Snejana Krasteva Q to MR: It's interesting the forecast that you are making. In a way, everything starts from an utopian thinking, whether it transforms immediately into economic structures or not. I'm not sure. Maybe some are born with these economic structures like NFTs are. Progress, the ambiguous technological kind, is often economically and military driven. So then this utopian thinking where you would have this decentralized world without monopoly or gatekeepers, with direct access, and where everyone can be part of the minting process is the same utopian thinking that existed when internet was born, where there was this hope that some kind of equality will be achieved and, say, gender could be forgotten. Yet, none of that happened. The same I believe happens in this decentralized system of the blockchain, where in the beginning it was fantastic until the corporations arrived. What do you think?
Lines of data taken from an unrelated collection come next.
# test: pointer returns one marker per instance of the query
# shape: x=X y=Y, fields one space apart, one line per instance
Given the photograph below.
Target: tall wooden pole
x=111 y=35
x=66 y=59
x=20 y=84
Merlina Rañi: I agree. But I think that the changes may not be aligned only with utopian thinking but also with other things such as the subjectivity that comes from the possibilities of the Internet. Utopia is suspect because we don't have the experience of it as we imagine it. For me as an art worker from Latin America, I don’t agree with everything in this space but the NFT phenomenon was very good at the beginning, bringing tools and time to make art, when before it was very difficult to have financial support for art projects or for investigating digital or new media art–no one was interested. With crypto it became easier for art workers in the global south, it represented an opportunity, although now it's more messy and difficult again, it has its moments.
On another hand, this so-called free space depends on a very technical alphabet, which is not easy to access if you are not interested in thinking in financial terms every day or maybe you are not good with informatics. To have this sovereignty, you have to be technically and financially savvy. So I think that’s where the utopian idea ends. Having said that, the platforms and the different interfaces are becoming easier to use, but the acces it is not decentralized.
Snejana Krasteva Q to MR: There is this Iranian artist, Behzad Noori, who coined the term Brieftopia, which is a brief utopia. It describes this very short moment before utopia becomes anti utopia but where you can still have the power to change things, as a tool of empowerment. Do you think that NFT-based art is still experiencing this brief utopia or has anti utopia already settled in?
Merlina Rañi: I love the concept of Brieftopia. It's nice because it makes things possible. Perhaps everything is happening at the same time though. And this is the particularity of virtual reality. Even if it's physical, it has the power of simultaneously being different kinds of things. Perhaps it hasn’t ended, just getting more complex every year. But the anti utopia, I think that it's always been there because it has also a very old neoliberal ideology that never proposed equality or democracy and such. It remains a double discourse because it's unresolved. So I think that everything is happening at the same time, this is my answer.